La Corte dei Conti boccia De Magistris

martedì 25 febbraio 2014


Una bocciatura totale, senza sconti. Mai un sindaco di Napoli, come Luigi De Magistris, ex Pm, è stato censurato così in profondità dalla Corte dei Conti. Gravi irregolarità, carenze, incapacità di riscuotere tributi comunali e di farsi pagare le multe per infrazioni al Codice della strada.

Nella relazione di cento pagine della sezione di controllo per la Campania (presidente Ciro Valentino, referenti Rossella Bocci, Innocenza Zaffina, Francesco Sucameli), depositata il 20 febbraio, c’è tutto il dissesto dell’amministrazione di Palazzo San Giacomo e il degrado tecnico-finanziario della gestione della coalizione di centrosinistra, succeduta ai sindaci Rosa Russo Jervolino e Antonio Bassolino, due dei leader politici della Margherita e del Pd campano al potere per oltre un ventennio.

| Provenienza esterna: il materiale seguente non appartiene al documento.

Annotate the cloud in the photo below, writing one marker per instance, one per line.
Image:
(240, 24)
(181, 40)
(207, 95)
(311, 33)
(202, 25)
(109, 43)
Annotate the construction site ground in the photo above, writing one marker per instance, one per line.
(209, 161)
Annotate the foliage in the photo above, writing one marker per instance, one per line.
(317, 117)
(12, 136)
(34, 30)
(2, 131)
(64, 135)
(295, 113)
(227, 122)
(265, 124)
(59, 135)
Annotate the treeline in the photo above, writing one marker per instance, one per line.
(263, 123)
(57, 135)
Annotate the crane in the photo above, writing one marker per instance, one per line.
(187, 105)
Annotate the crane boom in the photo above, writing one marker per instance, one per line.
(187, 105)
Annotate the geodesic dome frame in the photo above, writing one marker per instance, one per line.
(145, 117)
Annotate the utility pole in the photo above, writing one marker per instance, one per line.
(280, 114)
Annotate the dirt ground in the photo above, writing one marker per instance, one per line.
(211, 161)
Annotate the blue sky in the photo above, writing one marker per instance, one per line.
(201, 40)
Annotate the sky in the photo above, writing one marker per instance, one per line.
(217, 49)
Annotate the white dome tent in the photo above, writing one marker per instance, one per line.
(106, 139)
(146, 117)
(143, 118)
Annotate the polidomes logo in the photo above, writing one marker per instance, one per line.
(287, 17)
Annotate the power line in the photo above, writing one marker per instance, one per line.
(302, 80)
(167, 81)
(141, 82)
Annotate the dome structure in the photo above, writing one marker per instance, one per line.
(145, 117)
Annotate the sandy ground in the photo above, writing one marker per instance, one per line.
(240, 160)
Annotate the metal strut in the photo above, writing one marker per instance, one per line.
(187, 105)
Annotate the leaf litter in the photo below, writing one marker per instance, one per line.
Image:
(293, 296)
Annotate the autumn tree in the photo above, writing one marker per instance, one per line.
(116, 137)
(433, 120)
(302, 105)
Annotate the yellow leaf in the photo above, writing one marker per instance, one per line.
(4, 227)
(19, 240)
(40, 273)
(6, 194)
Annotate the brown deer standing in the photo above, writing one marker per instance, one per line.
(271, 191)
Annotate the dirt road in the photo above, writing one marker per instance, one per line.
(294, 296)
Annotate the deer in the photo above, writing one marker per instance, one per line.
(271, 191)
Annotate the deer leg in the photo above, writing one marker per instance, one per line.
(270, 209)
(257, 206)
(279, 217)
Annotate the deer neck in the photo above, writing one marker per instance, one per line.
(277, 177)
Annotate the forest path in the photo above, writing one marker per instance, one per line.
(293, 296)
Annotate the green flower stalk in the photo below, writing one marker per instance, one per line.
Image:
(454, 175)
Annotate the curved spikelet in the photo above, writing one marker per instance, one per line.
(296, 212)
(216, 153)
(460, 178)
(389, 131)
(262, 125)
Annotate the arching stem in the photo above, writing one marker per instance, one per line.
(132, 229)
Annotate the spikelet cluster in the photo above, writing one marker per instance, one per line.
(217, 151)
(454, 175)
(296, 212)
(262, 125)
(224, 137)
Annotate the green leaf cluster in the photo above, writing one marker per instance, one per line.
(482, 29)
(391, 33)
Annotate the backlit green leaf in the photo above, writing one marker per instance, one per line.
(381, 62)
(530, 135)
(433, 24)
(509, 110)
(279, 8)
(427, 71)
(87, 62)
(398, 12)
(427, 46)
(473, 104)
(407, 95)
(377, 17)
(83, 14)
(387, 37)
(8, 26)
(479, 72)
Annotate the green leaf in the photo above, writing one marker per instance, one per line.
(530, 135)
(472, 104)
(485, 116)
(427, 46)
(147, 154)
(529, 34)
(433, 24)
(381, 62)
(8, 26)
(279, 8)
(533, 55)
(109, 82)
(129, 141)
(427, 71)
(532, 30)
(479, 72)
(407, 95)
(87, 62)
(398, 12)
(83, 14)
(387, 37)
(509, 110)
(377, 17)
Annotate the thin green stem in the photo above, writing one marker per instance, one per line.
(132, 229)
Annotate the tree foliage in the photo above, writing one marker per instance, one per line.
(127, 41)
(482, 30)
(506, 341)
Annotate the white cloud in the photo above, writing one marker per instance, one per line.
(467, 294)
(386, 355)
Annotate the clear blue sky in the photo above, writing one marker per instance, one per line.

I giudici contabili hanno ragionato sui dati, sulle osservazioni fornite dagli stessi amministratori, sul confronto con l’assessore al Bilancio, Salvatore Palma. Pagina dopo pagina il riequilibrio finanziario pluriennale presentato è bocciato nella sua interezza e parte per parte. L’ex pubblico ministero passato in politica è stato bocciato.

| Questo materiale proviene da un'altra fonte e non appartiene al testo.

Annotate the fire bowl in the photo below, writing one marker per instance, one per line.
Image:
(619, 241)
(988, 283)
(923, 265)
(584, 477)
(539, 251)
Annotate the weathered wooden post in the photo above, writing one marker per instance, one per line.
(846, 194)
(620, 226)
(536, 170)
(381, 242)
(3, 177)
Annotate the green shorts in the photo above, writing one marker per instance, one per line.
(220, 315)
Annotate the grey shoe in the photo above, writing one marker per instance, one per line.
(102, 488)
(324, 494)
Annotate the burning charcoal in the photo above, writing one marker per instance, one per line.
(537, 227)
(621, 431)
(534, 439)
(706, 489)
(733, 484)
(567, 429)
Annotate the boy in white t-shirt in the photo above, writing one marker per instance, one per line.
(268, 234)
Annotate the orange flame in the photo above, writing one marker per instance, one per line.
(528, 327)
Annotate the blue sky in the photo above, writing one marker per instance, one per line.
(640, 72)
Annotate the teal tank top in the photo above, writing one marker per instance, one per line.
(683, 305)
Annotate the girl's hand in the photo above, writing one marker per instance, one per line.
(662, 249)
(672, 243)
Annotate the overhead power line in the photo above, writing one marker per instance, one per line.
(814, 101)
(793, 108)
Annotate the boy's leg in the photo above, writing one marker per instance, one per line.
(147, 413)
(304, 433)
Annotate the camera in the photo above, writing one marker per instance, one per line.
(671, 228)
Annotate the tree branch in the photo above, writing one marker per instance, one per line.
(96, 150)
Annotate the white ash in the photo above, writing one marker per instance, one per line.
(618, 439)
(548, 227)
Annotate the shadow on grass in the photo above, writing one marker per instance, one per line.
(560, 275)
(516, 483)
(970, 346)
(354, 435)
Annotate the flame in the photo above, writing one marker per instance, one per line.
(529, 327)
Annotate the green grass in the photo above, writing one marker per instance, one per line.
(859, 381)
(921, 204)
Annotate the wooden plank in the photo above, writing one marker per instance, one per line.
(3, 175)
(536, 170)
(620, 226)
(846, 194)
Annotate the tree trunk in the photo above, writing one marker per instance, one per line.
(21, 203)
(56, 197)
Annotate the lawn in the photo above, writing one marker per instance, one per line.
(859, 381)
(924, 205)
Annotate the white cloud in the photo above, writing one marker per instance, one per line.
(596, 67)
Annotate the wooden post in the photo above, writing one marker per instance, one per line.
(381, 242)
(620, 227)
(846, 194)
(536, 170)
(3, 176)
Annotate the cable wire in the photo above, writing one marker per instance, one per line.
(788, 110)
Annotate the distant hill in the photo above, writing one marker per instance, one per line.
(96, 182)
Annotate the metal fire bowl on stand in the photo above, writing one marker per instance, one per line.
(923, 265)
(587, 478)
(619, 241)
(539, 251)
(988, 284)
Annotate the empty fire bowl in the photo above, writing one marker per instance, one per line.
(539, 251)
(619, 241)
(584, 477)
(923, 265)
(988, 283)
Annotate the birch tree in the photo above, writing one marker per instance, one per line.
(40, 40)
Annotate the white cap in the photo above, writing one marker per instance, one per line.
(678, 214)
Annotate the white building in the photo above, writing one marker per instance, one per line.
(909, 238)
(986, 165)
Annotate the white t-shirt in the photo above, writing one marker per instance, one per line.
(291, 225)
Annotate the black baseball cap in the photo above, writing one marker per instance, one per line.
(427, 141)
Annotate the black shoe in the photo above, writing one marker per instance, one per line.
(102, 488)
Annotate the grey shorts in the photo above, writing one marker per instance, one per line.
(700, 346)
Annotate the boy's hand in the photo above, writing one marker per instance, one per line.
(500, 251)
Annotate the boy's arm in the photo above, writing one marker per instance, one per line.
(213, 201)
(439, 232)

“Il pre-dissesto finanziario è irreversibile” e per la Corte “è urgente e indifferibile ricorrere alla procedura di riequilibrio finanziario previsto dal decreto legge del 2012”. Le risposte fornite dai vertici comunali non sono esaurienti e dai dati forniti “non appare un quadro chiaro e aggiornato sulla situazione debitoria dell’ente”. Il rosso supera il miliardo di euro. L’inattendibilità del rendiconto del Comune parte dall’accertato disavanzo di amministrazione di 850 milioni di euro, a cui si aggiungerebbero altri 600 milioni per debiti fuori bilancio, e per le gravi criticità nella gestione dei residui attivi e passivi spesso inesigibili o di dubbia esigibilità.

Non è facile seguire tutte le argomentazioni della Corte dei Conti. Il dossier nella sua articolazione tecnico-giuridica può tuttavia considerarsi una stangata alle modalità con cui la politica gestisce gli enti locali. E soprattutto un Comune come quello di Napoli, che in più parti elude i limiti del patto di stabilità, che è incapace di riscuotere i tributi tanto che l’evasione supera il 50% dei casi e che la Corte critica per le irregolarità nel regolamento di organizzazione degli uffici e servizi del Comune, anche per gli incarichi esterni (le cosiddette consulenze agli amici degli amici).

Quali le irregolarità contabili compiute dalla giunta comunale guidata da Luigi De Magistris? Almeno sei, tra le innumerevoli segnalate: 1) bassa capacità di riscossione con ripercussioni sugli equilibri di cassa; 2) costante sofferenza di cassa e utilizzo di fondi aventi specifica destinazione per impieghi di parte corrente; 3) squilibrio strutturale di parte corrente accompagnato dalla prassi di finanziare il disavanzo corrente con la quota di avanzo vincolata al Fondo svalutazione crediti; 4) costante e rilevante aumento dei debiti fuori bilancio; 5) criticità delle società partecipate (con forte indebitamento e scarsa o negativa redditività); 6) eccessivo ricorso alla finanza innovativa, misura già censurata nel 2010.

Cosa deve fare ora il Comune di Napoli? La strada, dice la Corte, è quella indicata dalla legge: l’ente deve dichiarare lo stato di dissesto e varare entro 20 giorni un piano che garantisca l’assolvimento delle funzioni e dei servizi indispensabili. Al di là delle valutazioni politiche è evidente, osserva la Corte dei Conti, che “il Comune di Napoli non ha effettuato una completa ed esaustiva verifica della propria situazione amministrativa ed economico-finanziaria”.